Contrastive learning is a significant paradigm in graph self-supervised learning. However, it requires negative samples to prevent model collapse and learn discriminative representations. These negative samples inevitably lead to heavy computation, memory overhead and class collision, compromising the representation learning. Recent studies present that methods obviating negative samples can attain competitive performance and scalability enhancements, exemplified by bootstrapped graph latents (BGRL). However, BGRL neglects the inherent graph homophily, which provides valuable insights into underlying positive pairs. Our motivation arises from the observation that subtly introducing a few ground-truth positive pairs significantly improves BGRL. Although we can't obtain ground-truth positive pairs without labels under the self-supervised setting, edges in the graph can reflect noisy positive pairs, i.e., neighboring nodes often share the same label. Therefore, we propose to expand the positive pair set with node-neighbor pairs. Subsequently, we introduce a cross-attention module to predict the supportiveness score of a neighbor with respect to the anchor node. This score quantifies the positive support from each neighboring node, and is encoded into the training objective. Consequently, our method mitigates class collision from negative and noisy positive samples, concurrently enhancing intra-class compactness. Extensive experiments are conducted on five benchmark datasets and three downstream task node classification, node clustering, and node similarity search. The results demonstrate that our method generates node representations with enhanced intra-class compactness and achieves state-of-the-art performance.
Paper Structure (22 sections, 9 equations, 5 figures, 6 tables, 1 algorithm)

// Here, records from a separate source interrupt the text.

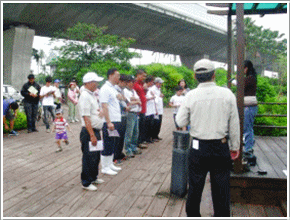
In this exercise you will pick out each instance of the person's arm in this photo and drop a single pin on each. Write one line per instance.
(234, 129)
(90, 130)
(105, 109)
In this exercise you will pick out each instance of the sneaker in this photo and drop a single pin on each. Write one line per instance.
(58, 150)
(99, 181)
(13, 133)
(91, 187)
(137, 152)
(143, 146)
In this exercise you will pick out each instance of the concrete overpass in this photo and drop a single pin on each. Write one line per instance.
(154, 26)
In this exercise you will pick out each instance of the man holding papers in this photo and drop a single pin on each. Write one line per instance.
(30, 91)
(92, 123)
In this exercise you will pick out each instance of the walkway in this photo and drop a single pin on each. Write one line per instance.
(37, 182)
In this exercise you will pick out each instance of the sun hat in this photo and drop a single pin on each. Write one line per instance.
(203, 66)
(91, 76)
(159, 80)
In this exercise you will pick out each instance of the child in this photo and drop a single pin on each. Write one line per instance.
(175, 102)
(59, 125)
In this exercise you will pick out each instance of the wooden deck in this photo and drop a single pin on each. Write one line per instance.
(37, 182)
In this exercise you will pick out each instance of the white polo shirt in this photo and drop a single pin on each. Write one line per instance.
(88, 106)
(128, 95)
(159, 100)
(151, 104)
(108, 94)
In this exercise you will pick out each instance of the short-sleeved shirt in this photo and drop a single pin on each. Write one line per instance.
(88, 106)
(60, 124)
(159, 100)
(49, 100)
(151, 104)
(128, 95)
(108, 94)
(138, 87)
(176, 100)
(6, 103)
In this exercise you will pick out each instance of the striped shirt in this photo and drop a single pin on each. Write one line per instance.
(60, 124)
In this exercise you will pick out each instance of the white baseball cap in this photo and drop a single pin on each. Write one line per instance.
(91, 76)
(203, 66)
(158, 80)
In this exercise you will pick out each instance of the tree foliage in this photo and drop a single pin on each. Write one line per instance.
(86, 44)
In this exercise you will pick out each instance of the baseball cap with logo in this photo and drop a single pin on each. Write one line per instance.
(92, 77)
(203, 66)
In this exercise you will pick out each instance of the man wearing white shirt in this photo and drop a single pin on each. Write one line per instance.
(159, 104)
(151, 109)
(109, 99)
(90, 137)
(132, 128)
(47, 92)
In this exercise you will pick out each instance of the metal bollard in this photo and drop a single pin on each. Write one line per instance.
(179, 169)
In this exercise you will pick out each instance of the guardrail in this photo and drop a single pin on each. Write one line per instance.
(271, 126)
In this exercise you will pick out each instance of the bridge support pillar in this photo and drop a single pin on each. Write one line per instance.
(189, 61)
(17, 50)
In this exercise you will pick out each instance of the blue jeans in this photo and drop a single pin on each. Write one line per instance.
(132, 133)
(249, 118)
(90, 159)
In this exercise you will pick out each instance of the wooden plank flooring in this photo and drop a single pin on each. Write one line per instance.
(37, 182)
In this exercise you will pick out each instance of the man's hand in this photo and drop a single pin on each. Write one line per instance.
(111, 126)
(94, 140)
(235, 154)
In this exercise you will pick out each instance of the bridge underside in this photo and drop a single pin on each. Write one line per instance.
(152, 30)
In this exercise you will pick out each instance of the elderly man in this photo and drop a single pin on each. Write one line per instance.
(109, 99)
(92, 123)
(213, 116)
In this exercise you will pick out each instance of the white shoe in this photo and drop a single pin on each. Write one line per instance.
(108, 171)
(99, 181)
(91, 187)
(113, 167)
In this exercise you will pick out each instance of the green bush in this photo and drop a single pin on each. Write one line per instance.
(19, 123)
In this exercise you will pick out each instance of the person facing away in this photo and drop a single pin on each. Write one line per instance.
(175, 102)
(31, 93)
(112, 121)
(212, 113)
(250, 108)
(47, 94)
(59, 126)
(132, 124)
(90, 137)
(10, 107)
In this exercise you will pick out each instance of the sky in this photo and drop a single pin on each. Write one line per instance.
(277, 22)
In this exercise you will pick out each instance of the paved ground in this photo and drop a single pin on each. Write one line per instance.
(37, 182)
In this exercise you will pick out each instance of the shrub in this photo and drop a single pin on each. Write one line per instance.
(19, 123)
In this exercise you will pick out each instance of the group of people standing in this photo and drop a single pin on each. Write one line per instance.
(122, 110)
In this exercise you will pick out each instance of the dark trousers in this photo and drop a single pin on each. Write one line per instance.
(119, 148)
(46, 110)
(213, 157)
(90, 160)
(142, 128)
(31, 114)
(149, 123)
(157, 126)
(110, 143)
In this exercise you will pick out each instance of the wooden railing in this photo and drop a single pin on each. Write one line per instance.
(271, 126)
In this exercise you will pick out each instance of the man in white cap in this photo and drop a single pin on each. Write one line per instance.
(212, 114)
(159, 105)
(92, 123)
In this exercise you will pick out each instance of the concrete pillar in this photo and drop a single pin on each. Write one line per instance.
(189, 61)
(17, 50)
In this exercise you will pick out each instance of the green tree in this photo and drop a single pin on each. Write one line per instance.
(263, 46)
(86, 44)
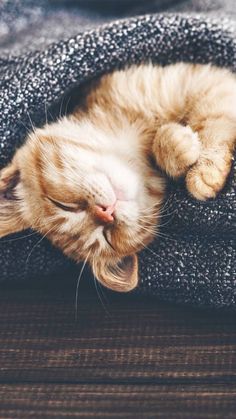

This paper contains 22 sections, 9 equations, 5 figures, 6 tables, 1 algorithm.

Figures (5)

  • Figure 1: Overview of our proposed BLNN method. Given a graph, we first generate two different views using augmentations $t^1,t^2$. From these, we use encoders $f_{\theta}, f_\phi$ to form online and target node representations $\boldsymbol{H}^1, \boldsymbol{H}^2$. They are then fed into the attention module to compute the supportiveness $w_j$ of the neighbor $v_j$ w.r.t. the anchor node $v_i$. The predictor $p_\theta$ uses $\boldsymbol{H}^1$ to form a prediction $\boldsymbol{Z}^1$ of the target $\boldsymbol{H}^2$. The final objective is computed as a combination of the alignment of node-itself pairs and the supportiveness-weighted alignment of node-neighbor pairs. Note that the alignment is achieved by maximizing the cosine similarity between corresponding rows of $\boldsymbol{Z}^1$ and $\boldsymbol{H}^2$, flowing gradients only through $\boldsymbol{Z}^1$. The target parameters $\phi$ are updated as an exponentially moving average of $\theta$.
  • Figure 2: Empirical studies on WikiCS, Computer and CS. "noisy pos" indicates raw node-neighbor pairs in the input graph, while "clean pos" indicates clean node-neighbor pairs that all are intra-class pairs.
  • Figure 3: Case study to verify the efficacy of our attention module.
  • Figure 4: Visualization of the impact of $\tau$ on node classification.
  • Figure 5: t-SNE visualization and intra-class compactness of node representations on Computer. '$(*)$' indicates the mean intra-class pair-wise cosine similarity.